Cerca de duas horas após o registro do primeiro boletim de ocorrência
sobre a morte de Laura, os PMs retornaram ao 63º DP e, dessa
vez, traziam junto um rapaz de 19 anos, apresentado pelos militares como
“testemunha” do caso.
À delegada Ivna Schelble, do 63º DP, o jovem de 19 anos contou que
bebia com amigos em um posto de gasolina quando Laura chegou
desorientada, ensanguentada e pedindo ajuda. Disse também que, após 20
minutos, um carro da PM chegou à avenida para socorrer Laura e que viu
quando a jovem assumiu o controle do veículo, fugindo, sem ser contida
pelo PM Mendes, que se pendurou na porta.

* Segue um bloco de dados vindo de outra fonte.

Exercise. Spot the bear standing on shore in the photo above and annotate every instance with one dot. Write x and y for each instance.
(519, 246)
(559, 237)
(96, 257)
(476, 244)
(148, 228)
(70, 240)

Dois detalhes sobre a “testemunha” apresentada pelos PMs chamaram a
atenção da delegada e dos investigadores do 63º DP: o jovem fez questão
de enfatizar que não havia ouvido nenhum disparo de arma de fogo quando
os policiais tentavam impedir Laura de assumir o controle do carro da
PM. O rapaz também ficou cerca de meia hora conversando com os dois PMs,
perto do 63º DP, sem que a delegada fosse informada se tratar de uma
testemunha presencial.
Desconfiados da riqueza de detalhes da versão narrada pela “testemunha”
apresentada pelos dois PMs, os policiais civis do 63º DP resolveram ir
aos locais por onde Laura passou e encontraram manchas de sangue em
locais não citados pelos policiais militares.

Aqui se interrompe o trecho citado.